Nagging Never Works
By Ron Huxley, LMFT
Parenting teenagers can be a frustrating time for parents. They feel the need to nag, threaten, lecture and even yell to get them to be compliant. Research shows that this parenting actions create oppositional and defiant children. This is the opposite of what parents want. They desire compliant, fun-to-be-around children.
Of course, no one likes to be nagged. Parents do not like it from their spouses or employers, so why would we think that children like it? How you show a child to do something and ask them to do it makes a lot of difference in how motivated they are to comply with you.

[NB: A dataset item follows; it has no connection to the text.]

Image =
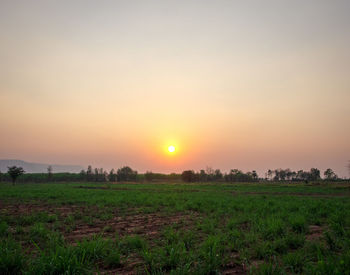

Dr. Kazdin, Ph.D., author of the book The Kazdin Method: Parenting the Oppositional and Defiant Child, suggest parents have their practice the behavior they want when they parent is not frustration (which could be a rare moment). This practice is fueled by the parent being playful about it and using praise in very specific ways. Humiliation and shame is not the motive here. Even though Kazdin is more focused on behavior than attachment, the reparative actions of practicing in a playful way mimics what parents would do with younger children in a natural way which is typical of therapeutic work with traumatized children.
What can you practice with your defiant teen that would build skills and not resentment? How can you increase cooperation with specific praise of your teens efforts to be helpful instead of argumentative? How a parent parents is a more powerful method than what tools a parents uses.